PREFÁCIO DE POEMAS DO SUBSOLO

       Em 20 de Outubro de 2011, José Moraes lançou sem livro mais recente "POEMAS DO SUBSOLO", prefaciado por Fernando Scarpel. Segue o prefácio do livro.

             POEMAS DO SUBSOLO dá continuidade ao excelente trabalho que o poeta Moraes desenvolve desde FRAGMENTOS URBANOS, seguido de POEMAS RAREFEITOS, mas, para compreendermos e entendermos a complexidade deste trabalho temos de colocar em mente a dimensão do ser humano diante de uma cidade devoradora de costumes, tradições, sentimentos, meio ambiente. Precisamos considerar a relação da cidade de São José dos Campos com o homem José Moraes Barbosa que enxerga como o excesso do concreto sobre o ser humano, o concreto que esmaga e destrói mais do que constrói coisas belas (lembrando até Caetano Veloso). Esta é a poesia por trás dos poemas de Moraes. Ele vê a cidade se transformando e esmagando seus habitantes, destruindo a alma humana; como exemplo temos

O CONCRETO É RETO
CURVO ÁRIDO ERETO
INQUIETO AQUIETA

Vemos que, além de falar da característica física e visual do Concreto (Reto, árido, ereto), também lhe dá dimensão de falta de sentimento (árido) e indiferença (ereto), apesar disso, mostra que não para (inquieto), mas, quando diz inquieto, ao mesmo tempo, quer dizer que ele representa a sociedade que insiste em erguê-lo, em continuar transformando a cidade em concreto e, quando diz aquieta, não quer dizer que ele para, mas que ele sufoca o ser humano dentro dele, aquieta o ser humano, aquieta o homem que, ao habitá-lo obriga-se a aceitá-lo.

Em "Interstício", outro excelente poema deste livro, enxergamos outra relação importantíssima do trabalho deste poeta que é a visualização do seu poema, a poesia do concreto visualizada num poema concreto, vem-me à mente a imagem do bairro joseense Jardim Aquarius quando estamos observando-o do alto da Vila Betânia, mais exatamente quando o visualizamos vindo de carro pelo Anel Viário, sentido centro-bairro e vemos aquele amontoado de prédios, com suas janelas surgindo como se fossem uma cadeia de montanhas, mas é acúmulo de concreto, lindamente traduzido neste poema, tanto na sua forma visual quanto na sua forma textual.

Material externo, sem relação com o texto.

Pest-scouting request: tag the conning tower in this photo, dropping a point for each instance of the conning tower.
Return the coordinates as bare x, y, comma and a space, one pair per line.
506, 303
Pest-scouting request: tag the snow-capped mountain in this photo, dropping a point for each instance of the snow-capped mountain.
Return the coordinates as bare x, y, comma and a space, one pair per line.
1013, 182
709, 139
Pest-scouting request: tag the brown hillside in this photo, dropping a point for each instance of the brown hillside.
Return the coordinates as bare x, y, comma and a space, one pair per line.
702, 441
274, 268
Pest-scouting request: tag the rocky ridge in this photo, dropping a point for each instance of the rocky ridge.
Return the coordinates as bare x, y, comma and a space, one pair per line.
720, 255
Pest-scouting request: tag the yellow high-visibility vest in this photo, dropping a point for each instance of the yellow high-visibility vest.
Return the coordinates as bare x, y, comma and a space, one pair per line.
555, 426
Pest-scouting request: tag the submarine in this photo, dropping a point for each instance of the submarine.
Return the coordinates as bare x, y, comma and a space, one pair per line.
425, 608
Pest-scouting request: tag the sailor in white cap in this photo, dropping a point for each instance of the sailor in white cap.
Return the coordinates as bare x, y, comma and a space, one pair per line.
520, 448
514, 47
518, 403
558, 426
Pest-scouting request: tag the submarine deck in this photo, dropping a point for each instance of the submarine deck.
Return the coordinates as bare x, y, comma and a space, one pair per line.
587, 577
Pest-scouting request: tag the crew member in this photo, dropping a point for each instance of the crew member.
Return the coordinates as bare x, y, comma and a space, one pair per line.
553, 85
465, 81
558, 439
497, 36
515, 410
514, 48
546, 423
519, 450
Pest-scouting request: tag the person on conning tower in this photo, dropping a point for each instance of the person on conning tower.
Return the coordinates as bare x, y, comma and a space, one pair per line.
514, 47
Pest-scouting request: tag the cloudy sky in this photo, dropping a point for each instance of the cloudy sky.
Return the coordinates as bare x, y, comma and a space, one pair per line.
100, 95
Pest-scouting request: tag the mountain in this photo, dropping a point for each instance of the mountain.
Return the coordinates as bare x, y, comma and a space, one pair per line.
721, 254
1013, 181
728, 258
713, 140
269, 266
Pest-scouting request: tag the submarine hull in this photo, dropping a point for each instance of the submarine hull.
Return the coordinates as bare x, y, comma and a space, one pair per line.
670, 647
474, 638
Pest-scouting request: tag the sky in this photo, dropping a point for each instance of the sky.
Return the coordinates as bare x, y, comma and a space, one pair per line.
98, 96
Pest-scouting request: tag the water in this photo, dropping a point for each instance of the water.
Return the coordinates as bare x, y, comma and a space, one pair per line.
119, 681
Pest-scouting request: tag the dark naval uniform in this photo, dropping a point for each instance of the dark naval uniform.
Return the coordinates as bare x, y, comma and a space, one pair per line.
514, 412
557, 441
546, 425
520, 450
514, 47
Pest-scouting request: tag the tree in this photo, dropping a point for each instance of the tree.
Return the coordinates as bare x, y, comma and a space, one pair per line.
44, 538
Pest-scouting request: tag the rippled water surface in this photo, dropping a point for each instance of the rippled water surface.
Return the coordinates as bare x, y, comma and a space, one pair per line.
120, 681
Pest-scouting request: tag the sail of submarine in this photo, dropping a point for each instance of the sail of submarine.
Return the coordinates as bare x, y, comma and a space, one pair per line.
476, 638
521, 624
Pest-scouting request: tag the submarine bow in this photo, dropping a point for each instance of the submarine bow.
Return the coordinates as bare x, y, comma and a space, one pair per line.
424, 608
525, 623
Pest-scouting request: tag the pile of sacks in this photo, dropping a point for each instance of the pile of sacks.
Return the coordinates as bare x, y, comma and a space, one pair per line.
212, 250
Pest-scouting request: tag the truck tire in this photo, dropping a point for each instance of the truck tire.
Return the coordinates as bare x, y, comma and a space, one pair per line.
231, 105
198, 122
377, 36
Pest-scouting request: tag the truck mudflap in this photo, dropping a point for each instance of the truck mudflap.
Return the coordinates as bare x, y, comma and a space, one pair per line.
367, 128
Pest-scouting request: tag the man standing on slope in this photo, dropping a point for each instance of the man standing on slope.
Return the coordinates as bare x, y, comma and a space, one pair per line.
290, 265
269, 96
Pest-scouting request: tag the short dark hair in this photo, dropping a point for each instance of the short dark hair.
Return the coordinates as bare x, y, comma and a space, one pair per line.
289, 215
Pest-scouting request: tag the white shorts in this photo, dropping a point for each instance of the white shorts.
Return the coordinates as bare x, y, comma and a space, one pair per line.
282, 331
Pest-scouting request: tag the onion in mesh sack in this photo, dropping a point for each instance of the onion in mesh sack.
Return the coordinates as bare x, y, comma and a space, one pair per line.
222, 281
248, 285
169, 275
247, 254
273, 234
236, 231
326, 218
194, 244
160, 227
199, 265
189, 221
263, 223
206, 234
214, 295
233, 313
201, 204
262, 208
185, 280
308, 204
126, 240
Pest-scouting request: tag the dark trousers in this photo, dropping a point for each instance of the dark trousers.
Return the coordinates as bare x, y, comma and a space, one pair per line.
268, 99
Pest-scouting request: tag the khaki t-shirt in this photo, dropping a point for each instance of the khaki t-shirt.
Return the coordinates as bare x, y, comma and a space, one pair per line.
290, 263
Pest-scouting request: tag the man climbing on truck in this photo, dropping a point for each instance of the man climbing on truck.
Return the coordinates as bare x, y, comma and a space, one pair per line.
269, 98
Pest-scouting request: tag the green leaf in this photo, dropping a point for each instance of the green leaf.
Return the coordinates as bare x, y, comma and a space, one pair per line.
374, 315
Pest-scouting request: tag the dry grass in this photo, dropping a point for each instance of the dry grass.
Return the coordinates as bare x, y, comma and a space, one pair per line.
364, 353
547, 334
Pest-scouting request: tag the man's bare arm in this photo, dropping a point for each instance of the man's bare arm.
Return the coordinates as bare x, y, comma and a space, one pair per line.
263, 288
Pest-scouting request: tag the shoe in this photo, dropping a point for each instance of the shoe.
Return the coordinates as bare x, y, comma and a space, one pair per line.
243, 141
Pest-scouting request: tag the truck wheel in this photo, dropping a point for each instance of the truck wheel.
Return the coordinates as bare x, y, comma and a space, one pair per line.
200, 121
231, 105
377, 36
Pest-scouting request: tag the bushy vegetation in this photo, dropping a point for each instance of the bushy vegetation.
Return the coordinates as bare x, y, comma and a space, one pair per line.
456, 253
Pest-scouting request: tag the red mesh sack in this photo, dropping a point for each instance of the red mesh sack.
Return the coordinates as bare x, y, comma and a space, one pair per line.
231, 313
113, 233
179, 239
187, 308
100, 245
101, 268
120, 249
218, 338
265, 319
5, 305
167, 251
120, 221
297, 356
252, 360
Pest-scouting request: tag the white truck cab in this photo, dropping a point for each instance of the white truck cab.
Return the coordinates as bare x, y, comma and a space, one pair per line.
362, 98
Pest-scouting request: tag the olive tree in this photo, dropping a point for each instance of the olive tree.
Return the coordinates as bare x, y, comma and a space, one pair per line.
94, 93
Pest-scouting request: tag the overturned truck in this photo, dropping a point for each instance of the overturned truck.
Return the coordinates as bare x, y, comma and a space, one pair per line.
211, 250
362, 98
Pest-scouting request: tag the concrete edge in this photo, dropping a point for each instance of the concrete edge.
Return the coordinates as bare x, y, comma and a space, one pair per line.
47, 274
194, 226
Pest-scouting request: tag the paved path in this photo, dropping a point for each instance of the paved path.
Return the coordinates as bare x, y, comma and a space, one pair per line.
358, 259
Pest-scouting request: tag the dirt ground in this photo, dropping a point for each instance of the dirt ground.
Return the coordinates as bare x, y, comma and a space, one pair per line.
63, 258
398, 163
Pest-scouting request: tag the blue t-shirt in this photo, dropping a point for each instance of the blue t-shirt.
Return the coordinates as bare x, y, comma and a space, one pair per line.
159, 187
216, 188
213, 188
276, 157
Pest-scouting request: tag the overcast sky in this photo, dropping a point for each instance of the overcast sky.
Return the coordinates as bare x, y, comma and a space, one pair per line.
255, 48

Esta relação entranhada do homem com a cidade, do homem com  o mundo é a poesia concreta de Moraes, que denuncia as prostitutas de rua, os menores abandonados, os relacionamentos efêmeros criados no mundo moderno e suas novas tecnologias que, a pretexto de libertar, prendem ainda mais o ser humano dentro de um ambiente virtual e irreal.

Mas este aspecto não é o único que devemos destacar na poesia de José Moraes, há de se notar a sua relação com a palavra como modificadora de pensamento, a palavra em seus aspectos visuais, na letra original deste poeta podemos perceber mais claramente o aspecto visual. Fora que as quebras que ele propõe também fazem parte de sua poesia, uma parte da palavra em uma linha, outra na linha de baixo, obriga-nos a ler o poema de maneiras diferentes, como uma frase única, como frases diversas, com cada palavra separadamente com seu significado que, juntas, tem outro. O que me remete a uma pequena diferença deste livro para os anteriores, neste ele volta a utilizar mais verbos em sua poesia, a dar mais ação, o que me traz o seguinte aspecto desta, se assim podemos dizer, trilogia poética que se forma entre "Fragmentos Urbanos", "Poemas Rarefeitos" e "Poemas do Subsolo".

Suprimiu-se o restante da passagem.